Mr. Trupp watched the gradual realisation of the dream of a lifetime with the absorbed content of a child who observes the erection of a house of wooden bricks. And he was not alone.

When at the end of the day\'s work Alf now drove his employer, as he often did, to Cow Gap to study progress, he, too, would descend and poke and pry amid skeleton walls and crude dank passages with sharp eyes and sharper whispered questions to labourers, foreman, and even the architect. Never a Sunday passed but found him bustling across the golf-links before church, to ascend ladders, walk along precarious scaffoldings, and march with proprietory air and incredible swagger along the terraces of the newly laid-out gardens that patched with brown the green quilt of the coombe.

Once, on such a Sunday visit, he climbed the hill at the back to obtain a bird\'s-eye view of the building. Amid spurting whin-chats and shining gossamers, he climbed in the brilliant autumn morning till he had almost reached the crest. He was lost to the world and the beauty lavished all about him; his eyes shuttered to the whispered suggestions of the infinite; his heart closed to the revealing loveliness of Earth, round-limbed and bare, as he revolved in the dark prison-house of self the treadmill of his insect projects. The sidesman of St. Michael\'s, spruce, scented, oiled, in fancy waistcoat, with boots of glace kid, and waxed moustache, moving laboriously between sky and sea, was civilised man at the height of his imperfection and vain-glorious in his fatuous artificiality.

Suddenly a bare head and collarless stark neck blurted up out of a deep gorse-clump before him.

"Who goes there?" came a challenge, deep and formidable, as the roar of some jungle lord disturbed in his covert.

Alf collapsed as a soap-bubble, blown from a clay pipe and brilliant in the sunshine, bursts at the impact of an elemental prickle. He fled down the hill incontinently.

The man who had barked, shoulder-deep in gorse, his eyes still flashing, turned to the woman squandered beneath him in luxurious splendour. Native of the earth on which she lay, and kin to it as some long-limbed hind of the forest, she regarded him with amused content. The sudden battle-call of her male roused what there was of primitive in her, soothed, and flattered her womanhood. Comfortably she fell back upon the sense of security it called up, delighting behind half-drawn lids in the surprising ferocity of her man. That roar of his, startling the silence like a trumpet-note, had spoken to her deeps. Swiftly, and perhaps for the first time, she recognised what the man above her stood for in her life, and why one with whom she did not pretend to be in love so completely satisfied her most urgent present need. He was a break-water behind which she lay with furled sails after a hazardous voyage over uncharted deeps. Outside was still the roar and batter of seas. The sound of guns booming overhead as she lay, stripped of her canvas, and rocking pleasantly in the inner waters, did not alarm, rather indeed lulled, her to sleep: for they spoke to her of protection at last.

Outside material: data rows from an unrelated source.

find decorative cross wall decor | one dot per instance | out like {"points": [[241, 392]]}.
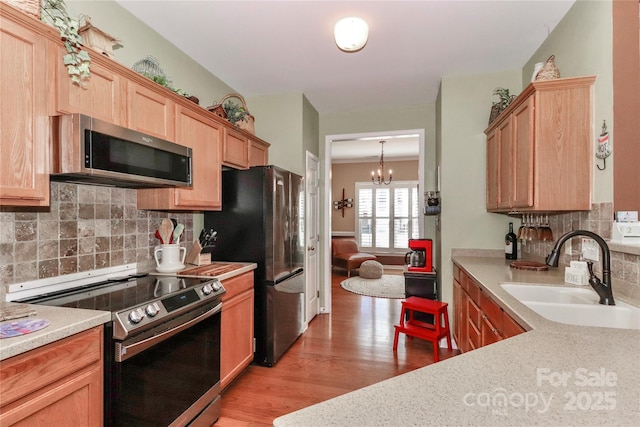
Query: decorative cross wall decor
{"points": [[342, 204]]}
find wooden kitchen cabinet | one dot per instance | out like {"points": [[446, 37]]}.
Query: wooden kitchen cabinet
{"points": [[24, 122], [493, 158], [242, 152], [258, 153], [150, 111], [539, 150], [236, 342], [204, 136], [58, 384], [102, 96], [479, 320], [235, 149]]}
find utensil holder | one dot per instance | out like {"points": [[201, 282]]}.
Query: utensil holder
{"points": [[196, 257]]}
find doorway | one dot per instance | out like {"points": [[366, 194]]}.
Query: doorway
{"points": [[330, 140]]}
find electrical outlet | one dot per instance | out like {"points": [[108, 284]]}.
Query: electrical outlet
{"points": [[590, 249]]}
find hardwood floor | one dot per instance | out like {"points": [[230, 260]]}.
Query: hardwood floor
{"points": [[340, 352]]}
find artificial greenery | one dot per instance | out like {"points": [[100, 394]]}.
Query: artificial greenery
{"points": [[76, 59], [505, 98], [235, 112]]}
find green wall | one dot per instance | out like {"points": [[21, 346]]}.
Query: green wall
{"points": [[582, 44], [140, 40], [290, 124], [465, 104]]}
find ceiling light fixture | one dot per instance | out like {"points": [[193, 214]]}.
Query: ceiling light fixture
{"points": [[380, 179], [351, 34]]}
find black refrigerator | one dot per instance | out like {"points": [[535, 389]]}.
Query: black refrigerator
{"points": [[262, 222]]}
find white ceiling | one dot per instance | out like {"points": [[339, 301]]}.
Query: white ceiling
{"points": [[276, 47]]}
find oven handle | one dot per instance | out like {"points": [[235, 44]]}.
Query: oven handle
{"points": [[124, 352]]}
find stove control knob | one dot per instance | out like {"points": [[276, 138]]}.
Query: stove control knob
{"points": [[151, 310], [135, 316]]}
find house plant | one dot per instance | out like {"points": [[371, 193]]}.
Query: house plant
{"points": [[502, 104], [77, 61]]}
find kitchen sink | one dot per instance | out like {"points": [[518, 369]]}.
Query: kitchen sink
{"points": [[575, 306]]}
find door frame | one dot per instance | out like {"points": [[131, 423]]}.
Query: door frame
{"points": [[309, 280], [325, 290]]}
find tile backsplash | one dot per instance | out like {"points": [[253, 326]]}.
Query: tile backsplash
{"points": [[86, 227], [625, 266]]}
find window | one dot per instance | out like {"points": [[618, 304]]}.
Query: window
{"points": [[387, 216]]}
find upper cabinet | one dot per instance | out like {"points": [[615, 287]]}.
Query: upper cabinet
{"points": [[102, 97], [539, 150], [258, 153], [35, 85], [149, 110], [241, 151], [24, 122], [235, 150], [204, 136]]}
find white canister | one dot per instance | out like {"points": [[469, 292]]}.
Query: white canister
{"points": [[169, 258]]}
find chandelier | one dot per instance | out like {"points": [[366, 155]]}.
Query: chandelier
{"points": [[380, 178]]}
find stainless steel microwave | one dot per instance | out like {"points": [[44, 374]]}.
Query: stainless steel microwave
{"points": [[93, 151]]}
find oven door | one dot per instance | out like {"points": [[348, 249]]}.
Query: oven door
{"points": [[171, 375]]}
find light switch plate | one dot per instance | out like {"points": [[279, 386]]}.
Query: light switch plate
{"points": [[590, 249]]}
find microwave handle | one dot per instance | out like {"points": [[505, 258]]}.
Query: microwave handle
{"points": [[124, 351]]}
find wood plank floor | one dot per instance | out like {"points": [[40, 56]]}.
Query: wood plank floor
{"points": [[340, 352]]}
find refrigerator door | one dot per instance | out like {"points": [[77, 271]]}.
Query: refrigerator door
{"points": [[278, 218], [285, 318]]}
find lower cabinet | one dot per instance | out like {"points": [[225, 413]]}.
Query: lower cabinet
{"points": [[59, 384], [479, 321], [236, 342]]}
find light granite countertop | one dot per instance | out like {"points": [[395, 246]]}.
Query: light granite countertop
{"points": [[554, 374], [64, 322], [69, 321]]}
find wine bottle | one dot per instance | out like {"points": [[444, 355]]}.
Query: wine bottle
{"points": [[511, 244]]}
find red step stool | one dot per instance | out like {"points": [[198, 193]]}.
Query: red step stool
{"points": [[426, 331]]}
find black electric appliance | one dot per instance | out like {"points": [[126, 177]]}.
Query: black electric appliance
{"points": [[421, 256], [97, 152], [162, 348], [261, 222]]}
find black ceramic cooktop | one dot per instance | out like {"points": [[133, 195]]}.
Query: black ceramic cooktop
{"points": [[118, 294]]}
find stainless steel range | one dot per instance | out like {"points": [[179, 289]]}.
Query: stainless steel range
{"points": [[162, 355]]}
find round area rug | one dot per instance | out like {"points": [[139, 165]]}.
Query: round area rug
{"points": [[388, 286]]}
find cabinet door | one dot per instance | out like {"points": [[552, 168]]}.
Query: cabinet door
{"points": [[24, 122], [101, 97], [258, 153], [235, 149], [505, 162], [236, 342], [523, 144], [58, 384], [150, 111], [493, 165], [204, 137]]}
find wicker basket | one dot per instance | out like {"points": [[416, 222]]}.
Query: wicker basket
{"points": [[30, 7], [549, 71], [246, 124]]}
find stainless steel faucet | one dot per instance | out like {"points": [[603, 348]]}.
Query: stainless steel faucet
{"points": [[602, 288]]}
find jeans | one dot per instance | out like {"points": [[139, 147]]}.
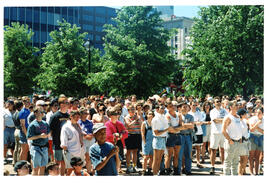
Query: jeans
{"points": [[186, 148]]}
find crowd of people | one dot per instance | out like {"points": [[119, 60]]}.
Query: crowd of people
{"points": [[97, 135]]}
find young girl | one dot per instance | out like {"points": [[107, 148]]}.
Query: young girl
{"points": [[147, 138]]}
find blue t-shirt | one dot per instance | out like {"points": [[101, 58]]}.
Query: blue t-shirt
{"points": [[97, 153], [37, 128], [23, 114], [86, 126]]}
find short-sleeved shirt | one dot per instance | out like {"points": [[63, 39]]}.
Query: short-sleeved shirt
{"points": [[37, 128], [97, 154], [23, 114], [216, 128], [160, 122], [187, 119], [86, 126], [58, 119]]}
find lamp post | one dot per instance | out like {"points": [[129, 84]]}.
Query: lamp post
{"points": [[87, 45]]}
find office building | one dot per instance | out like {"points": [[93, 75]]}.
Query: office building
{"points": [[43, 20]]}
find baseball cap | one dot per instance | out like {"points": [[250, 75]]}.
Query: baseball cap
{"points": [[249, 105], [19, 165], [40, 102], [97, 127]]}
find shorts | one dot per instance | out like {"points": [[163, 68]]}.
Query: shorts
{"points": [[58, 155], [199, 140], [87, 144], [68, 156], [9, 136], [217, 140], [39, 156], [254, 146], [206, 138], [159, 143], [23, 139], [133, 141], [173, 140], [147, 148], [244, 148]]}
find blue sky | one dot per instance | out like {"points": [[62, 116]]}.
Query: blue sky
{"points": [[186, 11]]}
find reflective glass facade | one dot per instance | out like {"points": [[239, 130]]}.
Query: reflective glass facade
{"points": [[43, 20]]}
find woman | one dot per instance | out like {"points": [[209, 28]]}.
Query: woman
{"points": [[207, 107], [147, 138], [100, 116], [256, 140], [245, 142]]}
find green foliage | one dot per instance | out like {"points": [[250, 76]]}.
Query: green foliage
{"points": [[226, 56], [64, 67], [20, 63], [137, 59]]}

"Who was it, Ernie?" she murmured, raising a lazy head from the hands on which they were pillowed, the dark hair strewn about her like wind-slashed rain.

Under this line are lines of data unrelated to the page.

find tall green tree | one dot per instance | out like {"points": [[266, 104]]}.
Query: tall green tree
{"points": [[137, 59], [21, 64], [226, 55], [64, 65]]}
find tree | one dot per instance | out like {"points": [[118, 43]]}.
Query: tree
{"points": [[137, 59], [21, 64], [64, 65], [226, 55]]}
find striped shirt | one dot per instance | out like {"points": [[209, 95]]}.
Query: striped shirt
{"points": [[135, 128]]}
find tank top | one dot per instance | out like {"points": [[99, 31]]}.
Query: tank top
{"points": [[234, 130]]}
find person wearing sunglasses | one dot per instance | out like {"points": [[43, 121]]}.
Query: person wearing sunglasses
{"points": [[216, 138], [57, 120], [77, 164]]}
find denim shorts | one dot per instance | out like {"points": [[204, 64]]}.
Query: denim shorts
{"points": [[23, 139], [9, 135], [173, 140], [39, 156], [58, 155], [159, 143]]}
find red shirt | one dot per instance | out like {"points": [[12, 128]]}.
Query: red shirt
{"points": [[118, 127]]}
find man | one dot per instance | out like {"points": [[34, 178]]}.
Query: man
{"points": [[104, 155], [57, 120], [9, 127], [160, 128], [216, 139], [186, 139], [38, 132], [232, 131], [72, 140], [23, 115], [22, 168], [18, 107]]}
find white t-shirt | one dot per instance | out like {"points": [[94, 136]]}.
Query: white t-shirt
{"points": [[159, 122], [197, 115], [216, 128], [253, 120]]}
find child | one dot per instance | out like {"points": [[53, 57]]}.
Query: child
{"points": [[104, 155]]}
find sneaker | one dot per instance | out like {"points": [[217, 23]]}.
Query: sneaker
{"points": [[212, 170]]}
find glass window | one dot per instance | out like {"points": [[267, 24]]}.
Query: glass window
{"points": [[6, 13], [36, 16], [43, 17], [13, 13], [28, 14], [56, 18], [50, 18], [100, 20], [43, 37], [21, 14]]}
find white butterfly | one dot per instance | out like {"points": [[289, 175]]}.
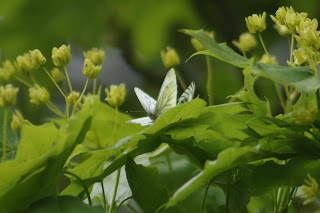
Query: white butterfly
{"points": [[167, 99]]}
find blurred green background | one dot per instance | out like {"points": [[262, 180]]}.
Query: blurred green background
{"points": [[133, 33]]}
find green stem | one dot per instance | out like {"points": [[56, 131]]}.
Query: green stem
{"points": [[82, 183], [69, 83], [115, 126], [284, 200], [94, 86], [204, 197], [291, 47], [262, 43], [210, 80], [104, 196], [242, 89], [288, 104], [78, 101], [4, 134], [23, 81], [228, 191], [183, 84], [280, 96], [55, 83], [115, 190]]}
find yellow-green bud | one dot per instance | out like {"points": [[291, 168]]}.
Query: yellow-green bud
{"points": [[72, 98], [301, 57], [293, 21], [305, 115], [197, 45], [116, 95], [256, 23], [268, 59], [61, 56], [246, 42], [90, 70], [170, 58], [282, 29], [38, 95], [310, 190], [16, 123], [37, 58], [24, 64], [8, 95], [95, 55], [7, 71], [57, 75]]}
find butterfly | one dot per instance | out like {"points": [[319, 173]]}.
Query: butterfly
{"points": [[167, 99]]}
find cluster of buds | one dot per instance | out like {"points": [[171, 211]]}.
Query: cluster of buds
{"points": [[246, 42], [256, 23], [116, 95], [170, 58], [197, 45], [8, 95], [38, 95], [306, 34], [61, 56], [310, 190], [7, 70], [73, 98]]}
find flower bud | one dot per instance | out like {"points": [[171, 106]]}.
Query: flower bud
{"points": [[8, 95], [305, 115], [7, 71], [197, 45], [16, 122], [310, 190], [90, 70], [24, 64], [95, 55], [38, 95], [72, 98], [256, 23], [37, 58], [268, 59], [293, 21], [246, 42], [170, 58], [282, 29], [116, 95], [61, 56], [57, 75]]}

The man turned, outraged still and bristling.

"Alf!" he snorted. "Just bob me head over the hawth at him. That was enough—quite enough! I knaw the colour of Alf\'s liver."

He stood above her with his air of a fighting male.

She had never seen him like that before; and she regarded him critically and with approval.

"Ern," she called quietly, with a chuckle, deep and secret as the gurgle of water pouring from a long-throated jug; and with a faint movement of her hips she made room for him in the sand beside her.